There seems to be widespread disagreement over just how bad things are nowadays on the home front, whether they rank among the most divisive times or pretty ordinary or downright inspiring. I see little of inspiration from either the White House or Capitol Hill, but apparently some do.
The key here are the two words “home front.” That’s how we are all getting along here in these United States of America. Times of war — at least the biggest ones— don’t count, and I’ll tell you why.
Americans were pretty much unified against a common enemy during both of the world wars. The casualties on the battlefields of Europe and in the devastating island warfare crisscrossing the Pacific during World War II were horrific, but Americans were all hanging tight in the good old USA, sticking together.
There was much anti-war sentiment in the United States in the years leading up to both world wars, but once we were in them, patriotism across the country kicked into high gear. The major bones of contention were how much of a commitment in men and machines we should make to save the necks of our allies. (Bones and necks in one sentence and nothing about anatomy or food? Aren’t clichés great?)
One of the best things about living in the United States during times of war, since the mid-19th Century anyway, is that so far we have thwarted invasion by another country’s army. Maybe we just lucked out.
The last five wars where battles were fought on U.S. soil in the contiguous United States were, in chronological order, the French and Indian War, Revolutionary War, War of 1812, the Mexican American War and American Civil War. Now the first two on that list occurred when we were part of the British Empire, but winning the second one changed all of that.
Hawaii was not a U.S. state when Pearl Harbor was attacked by the Japanese, leading us into World War II. The Battle of the Aleutian Islands may seem to qualify because it was part of Alaska, though barely, when U.S, and Canadian forces drove off Japanese garrisons from there during World War II. Then again, Alaska wasn’t a state then either. That would take another 17 years.
So it is safe to say there are few living Americans whose parents were even alive when enemy military forces engaged in battle on U.S. soil. That is especially true if you exclude our Civil War, which was essentially Americans killing Americans with few foreign mercenaries involved. Measured by generations, which, I understand, average about 35 years, about five generations have elapsed. That means our collective memory as a nation, passed from generation to generation, cannot grasp what it is like to have your homeland invaded by those intent on killing and destroying.
And though Americans do come together during times of war, we are always fighting on someone else’s turf. How would we have come out of it had New York, Philadelphia and Washington, DC, been bombed mercilessly as London was in World War II? I suppose that because of our immense size, compared to England, we would have withstood such incursions on our civilian population. More importantly, I believe no country would fight harder to preserve that freedom— even as a nation of immigrants whose foreign roots sprouted family trees here.

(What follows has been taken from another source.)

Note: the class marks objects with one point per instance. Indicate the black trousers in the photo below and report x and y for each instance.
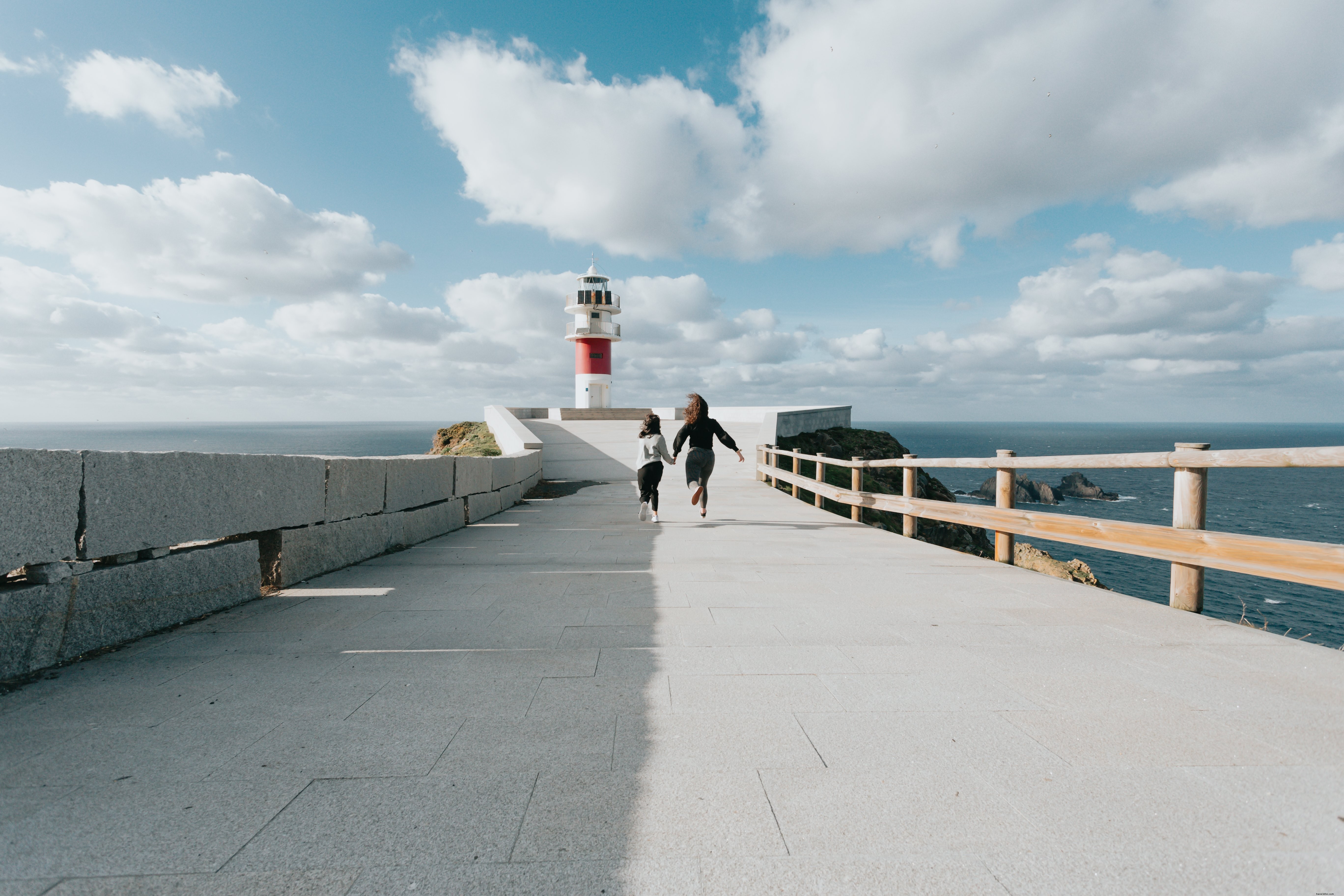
(650, 476)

We could boast that we had never lost a war until we pulled out of Vietnam. We lost almost 58,000 American soldiers there, as verified by the number of names on the wall of the Vietnam Veterans Memorial in Washington, D.C. It was fought over a political philosophy that was proved wrong, and life went on for the most part here as if it wasn’t happening. The rising voice of protest and the mounting number of coffins helped bring it to an end.
That seems to be a trend when you fight your wars in other countries. So things got increasingly strained on the home front during a war we called the Vietnam Conflict even as we had invested hundreds of thousands of young Americans, mostly male, in its conduct.
You might argue that Korea, our absentee war of the 1950’s, ended in a draw, and we’re still dealing with that conundrum. Our wars over the past three generations have been more like reality shows on the home front— yet they were all too real for those who have fought in them and their families.
Even with our flaws and mistakes, I still think we can remain a shining light for the rest of the world. It’s not too late if we hold fast to the ideals that created our Democracy.